Yesterday I got a mail from my bank probing me to install mobile banking application on my smartphone and get a collage cup free. This gave me a blink of fair integration of banking and telecom industry.
There is a slow tectonic shift waiting to occur beneath the banking world due to the emergence of mobile internet which will eventually alter the concept of banking, payment and money. With about half of the world's population expected to be connected via mobile phones by 2015, this is bound to have far reaching implications on social, economic and cultural life the world over. Never has the world been so widely accessible, connected, networked and mobile.
Global operators have spent around one trillion dollars to create mobile networks and services. Hardly a week goes by without any major announcement in the media about new mobile applications, opportunities, alliances and upgrades. With mobile phones becoming smarter and more powerful, with color displays and cameras, we essentially get a personal computer on phone and Internet on the move with limitless possibilities, including mobile banking.
The banking industry the world over has invested heavily and benefited substantially from computer technology to transfer traditional services related to checking, saving, loans, debts, credit cards etc. Banks first focused on computer applications in back offices to improve productivity, efficiency and reduce cost. They then moved on to front offices for tellers to improve customer services. Similarly banks have also invested heavily over the last 25 years to create global ATM infrastructure to improve access and take some of the banking services to street corners. Now they have an enormous opportunity to take ATM and other banking functions to mobile phones without any substantial incremental investments.
Banks should be interested in mobile phone technologies for three reasons:
1. To provide additional channel for delivery to mobile customers for convenience, comfort, control, visibility and security anywhere, anytime.
2. To acquire new customers at lower acquisition costs, mainly because there are more mobile phone subscribers in the world than bank account holders
3. To guard their eroding deposit base from big merchants offering prepaid cards and Internet players like PayPal.
The mobile commerce and banking have been in the making for several years with several faulty starts. Many early experiments based on small phone screens and server based wallets had very poor user experience and were not scalable.
To make mobile banking a reality, five things are required:
· Smart phones with bigger color displays and ability to connect with the Internet and download software applications directly from the net
· Simple and intuitive user interface with traditional leather wallet metaphor to incorporate branding and familiar images of credit card logos etc.

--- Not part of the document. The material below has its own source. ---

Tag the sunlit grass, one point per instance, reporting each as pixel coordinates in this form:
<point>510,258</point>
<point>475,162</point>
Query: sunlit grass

· Multiple secure payment options and services for consumers to select whatever they want from wherever they are
· Ability to store, manage and maintain accounts, receipts and budgets
· Ability to conduct physical world transactions at retail merchants
The first four are already in place. With these most of the banking functionalities related to checking balances, conducting and viewing transactions, transfer money, pay bills, receive loyalty coupons, purchase tickets etc. are possible today. The ability to conduct transactions at merchant requires interface between mobile phones and the point of sale (POS) through proximity radio frequency signals called near field communication (NFC) hardware and software. These terminals are already in place in Japan, Europe and US and are now being field tried in India and China.
Once consumers begin to conduct financial transactions using mobile phones it will be easy to integrate, customize and personalize cash, credit, loans, awards points, coupons and other promotions and incentives in real time.
The consumer will essentially focus more on spending mobile bits and bytes and less on cash as we understand today. If, for example, a one-million-mile award on international airlines, amounting to ten round trips from new York to New Delhi, is converted to instant cash, anywhere, anytime to buy other goods and services, how would this consumer account for this transaction in income tax?
For consumers to benefit from mobile banking three stakeholders will have to collaborate-banks for the financial services, Telcos for content and delivery and merchants for promotions and purchases. This could indeed create a win-win situation for all, especially the young early adapters to buy ring tones, music, games, books, movie tickets etc. If banks do not recognize the opportunity and take the initiative to drive mobile payment, there are others like Microsoft, Google, e-Bay, Yahoo! and perhaps Wal-Mart waiting in the wings to grab the new frontiers of tomorrow.
Quite inevitably the shift is caused by forces not within the industry but without. The dramatic emergence of mobile telephony worldwide is fraught with enormous implications for the future of banking and that of the form and concept of money.
The disruptive effect of mobile telephony for traditional banking has not been even recognized by the banking industry, let alone planned for. Part of the reason is that the traditionally conservative industry is naturally reluctant to adapt to this dramatic change. The institutional inertia is a serious challenge that this industry will have to address if it does not want non-banking players such as Telcos and other service providers to gradually take over the role that banks have played so far.
People around the world will no longer find it necessary to park all their cash in the banks. Instead they will have different instruments representing money sitting on their mobile phones. So instead of spending cash, they will be spending bits and bytes.